No matter the logic – nor indeed even the devil be damned – I haven’t the ability by any strategy intellectual or otherwise to allow myself to visit the once frequent indulgence of alcohol. Like tobacco – which I exemplified in every possible manner including cigarettes, panetellas, briar pipes and a “Hard Day’s Chaw” – the moment I decided in the map between my ears that I was done, then that was it! The formula of repetition and performance was complete.

Often people ask, “Did you never trespass upon the forbidden territory?” I have not. The weight of my conviction and the strength of the rationality is imperturbable by any measure or inclination. Mine is a myopic determination albeit an unflattering assessment. It does nonetheless succeed to preserve what little flotation was inspired by the initial mooring.  Over time – as the passage of unfolding events distance themselves from the past – the insinuation of the original sin looses its once gripping philter. Gradually the former habits are relaxed and replaced by new custom perhaps more consistent with a less violent expression of accomplishment or defeat, the much lauded unaltered state of mind.

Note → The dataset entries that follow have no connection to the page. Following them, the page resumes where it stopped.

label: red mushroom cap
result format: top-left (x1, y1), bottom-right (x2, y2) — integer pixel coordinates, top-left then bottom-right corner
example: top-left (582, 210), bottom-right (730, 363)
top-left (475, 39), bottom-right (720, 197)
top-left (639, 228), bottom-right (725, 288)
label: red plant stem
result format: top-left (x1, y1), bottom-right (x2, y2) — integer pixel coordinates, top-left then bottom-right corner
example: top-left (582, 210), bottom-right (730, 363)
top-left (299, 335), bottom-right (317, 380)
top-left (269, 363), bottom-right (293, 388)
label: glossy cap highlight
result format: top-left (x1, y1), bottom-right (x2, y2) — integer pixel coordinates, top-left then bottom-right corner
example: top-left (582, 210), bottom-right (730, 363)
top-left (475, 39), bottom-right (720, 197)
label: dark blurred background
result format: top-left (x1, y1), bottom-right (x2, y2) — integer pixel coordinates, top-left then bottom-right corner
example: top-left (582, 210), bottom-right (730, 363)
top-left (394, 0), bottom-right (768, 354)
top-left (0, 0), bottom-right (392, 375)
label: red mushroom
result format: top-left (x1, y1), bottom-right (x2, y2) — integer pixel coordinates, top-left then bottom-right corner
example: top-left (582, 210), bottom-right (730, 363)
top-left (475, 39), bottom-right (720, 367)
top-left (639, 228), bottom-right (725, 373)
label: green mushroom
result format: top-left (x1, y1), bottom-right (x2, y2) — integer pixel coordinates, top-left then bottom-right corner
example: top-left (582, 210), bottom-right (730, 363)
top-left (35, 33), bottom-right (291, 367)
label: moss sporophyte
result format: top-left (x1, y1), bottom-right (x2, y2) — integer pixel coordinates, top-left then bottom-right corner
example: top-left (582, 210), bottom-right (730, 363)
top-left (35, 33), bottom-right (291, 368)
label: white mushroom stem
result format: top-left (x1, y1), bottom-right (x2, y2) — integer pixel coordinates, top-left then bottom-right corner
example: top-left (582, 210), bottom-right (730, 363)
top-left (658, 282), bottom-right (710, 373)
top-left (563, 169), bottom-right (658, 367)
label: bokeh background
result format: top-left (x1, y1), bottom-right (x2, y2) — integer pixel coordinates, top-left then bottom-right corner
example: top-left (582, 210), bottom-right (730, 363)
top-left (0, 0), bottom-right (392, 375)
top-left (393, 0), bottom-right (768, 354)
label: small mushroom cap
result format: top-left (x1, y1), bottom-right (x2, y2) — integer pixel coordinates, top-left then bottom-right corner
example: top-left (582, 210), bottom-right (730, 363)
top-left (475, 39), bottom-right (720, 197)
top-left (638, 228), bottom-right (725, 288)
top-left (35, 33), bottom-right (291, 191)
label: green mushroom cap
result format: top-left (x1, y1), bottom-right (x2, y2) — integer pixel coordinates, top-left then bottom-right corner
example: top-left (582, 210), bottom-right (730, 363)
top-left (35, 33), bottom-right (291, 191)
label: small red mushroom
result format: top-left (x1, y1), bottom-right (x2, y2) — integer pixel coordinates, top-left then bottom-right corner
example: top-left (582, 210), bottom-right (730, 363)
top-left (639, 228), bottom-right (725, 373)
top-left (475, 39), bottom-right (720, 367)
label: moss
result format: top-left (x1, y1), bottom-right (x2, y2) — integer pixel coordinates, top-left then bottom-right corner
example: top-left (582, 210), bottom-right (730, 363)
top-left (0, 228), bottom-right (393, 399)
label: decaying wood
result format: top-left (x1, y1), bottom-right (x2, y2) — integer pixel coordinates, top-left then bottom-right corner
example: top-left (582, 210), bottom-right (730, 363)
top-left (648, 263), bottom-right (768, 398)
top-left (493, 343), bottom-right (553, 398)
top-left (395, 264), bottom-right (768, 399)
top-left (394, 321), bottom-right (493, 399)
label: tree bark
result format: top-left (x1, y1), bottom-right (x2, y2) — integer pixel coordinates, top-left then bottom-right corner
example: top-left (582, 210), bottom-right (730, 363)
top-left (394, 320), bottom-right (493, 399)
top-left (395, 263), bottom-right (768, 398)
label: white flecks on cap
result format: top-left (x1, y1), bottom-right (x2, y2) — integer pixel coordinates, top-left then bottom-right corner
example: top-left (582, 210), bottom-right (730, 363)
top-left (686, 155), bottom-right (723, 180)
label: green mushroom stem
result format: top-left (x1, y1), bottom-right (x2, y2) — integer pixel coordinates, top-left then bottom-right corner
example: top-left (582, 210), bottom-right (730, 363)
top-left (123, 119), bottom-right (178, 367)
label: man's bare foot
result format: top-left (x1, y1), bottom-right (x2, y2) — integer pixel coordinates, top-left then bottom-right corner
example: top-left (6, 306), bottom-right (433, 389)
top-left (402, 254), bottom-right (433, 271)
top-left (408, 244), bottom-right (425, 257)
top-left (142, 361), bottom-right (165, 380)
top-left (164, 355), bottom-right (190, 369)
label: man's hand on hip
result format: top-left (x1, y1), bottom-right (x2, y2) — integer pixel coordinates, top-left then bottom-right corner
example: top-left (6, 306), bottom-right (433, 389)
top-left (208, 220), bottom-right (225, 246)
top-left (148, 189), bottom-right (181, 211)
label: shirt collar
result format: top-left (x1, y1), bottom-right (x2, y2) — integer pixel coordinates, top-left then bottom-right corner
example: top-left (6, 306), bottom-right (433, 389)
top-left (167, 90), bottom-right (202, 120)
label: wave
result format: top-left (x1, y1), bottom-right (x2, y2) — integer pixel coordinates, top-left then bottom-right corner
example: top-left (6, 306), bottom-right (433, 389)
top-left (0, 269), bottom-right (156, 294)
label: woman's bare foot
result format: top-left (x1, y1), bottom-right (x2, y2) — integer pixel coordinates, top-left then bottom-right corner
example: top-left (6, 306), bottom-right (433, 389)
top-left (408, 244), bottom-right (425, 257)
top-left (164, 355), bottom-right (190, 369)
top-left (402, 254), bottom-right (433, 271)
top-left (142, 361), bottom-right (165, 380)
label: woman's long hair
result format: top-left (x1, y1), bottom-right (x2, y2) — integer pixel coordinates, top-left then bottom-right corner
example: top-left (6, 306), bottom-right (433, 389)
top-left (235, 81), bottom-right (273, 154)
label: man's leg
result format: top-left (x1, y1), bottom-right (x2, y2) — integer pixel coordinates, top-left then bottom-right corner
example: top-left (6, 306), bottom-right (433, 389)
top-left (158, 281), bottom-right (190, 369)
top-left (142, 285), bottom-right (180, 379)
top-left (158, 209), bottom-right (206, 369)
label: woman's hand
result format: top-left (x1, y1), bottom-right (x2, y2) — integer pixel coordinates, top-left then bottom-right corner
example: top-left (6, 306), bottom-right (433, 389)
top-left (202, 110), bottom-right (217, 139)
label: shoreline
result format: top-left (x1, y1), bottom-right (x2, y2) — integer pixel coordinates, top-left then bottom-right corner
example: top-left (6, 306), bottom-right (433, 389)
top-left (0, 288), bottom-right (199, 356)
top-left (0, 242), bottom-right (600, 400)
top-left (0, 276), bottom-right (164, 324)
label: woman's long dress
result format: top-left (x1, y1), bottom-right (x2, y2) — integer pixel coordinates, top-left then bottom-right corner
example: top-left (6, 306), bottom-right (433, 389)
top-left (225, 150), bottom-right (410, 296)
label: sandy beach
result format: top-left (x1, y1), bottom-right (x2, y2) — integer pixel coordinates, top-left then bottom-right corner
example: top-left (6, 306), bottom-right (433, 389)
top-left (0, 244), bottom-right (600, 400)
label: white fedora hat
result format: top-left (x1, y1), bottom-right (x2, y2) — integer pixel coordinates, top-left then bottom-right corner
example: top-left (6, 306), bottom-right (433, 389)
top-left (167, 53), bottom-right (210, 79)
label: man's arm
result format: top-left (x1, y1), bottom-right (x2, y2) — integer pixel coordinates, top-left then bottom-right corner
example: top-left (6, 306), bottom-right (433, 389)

I am not about to proclaim – like an evangelical convert – that this or the Via Media or any other prescription is the new imperative. I only know that it works for me.  As an added incitement to prolong this resolve, I am satisfied that any invasion of that still glittering territory would be fraught with the abuse of excess. Perhaps obsession of any manner characterizes my psyche. Be that as it may, I know in my heart that one martini would never be enough. And then I am left wondering what was the point of it all? Surely battering oneself by any manner is futile. Nor have I the desire for the expediency of shrift or remorse or for sin itself. Mine is now a hardened intention, removed from the convenience and openness of irregularity.

I will say however that I suffer myself happily to recall the image of sitting in the drawing room, a fire roaring in the Vermont Casting, my French bulldog lying on the rich green leather couch, a novel by Jane Austin in hand, a martini dripping on the side table with a plate of oysters à côté. Normally through the nearby glass door to the outdoor balcony I witnessed a howling wind rustling the handsome trees. With each judicious sip from the frozen glass I was propelled to rising heights of euphoria. The fire gleamed upon the hardwood floor, the Oriental rug enriched its gem colours and the sound of Haydn or Brahms soothed the atmosphere. Another sip. Another elation. And not long afterwards, “Yes, I will have another, please!” Then more of the same. The dog moaned and rolled over to adjust his elongation upon the couch. The fire was nothing but blazing red embers. Fatigue had overtaken me. And it was then I realized that for the past hour I had read the identical paragraph about Elizabeth Bennett – though with increasing interest and interpretation.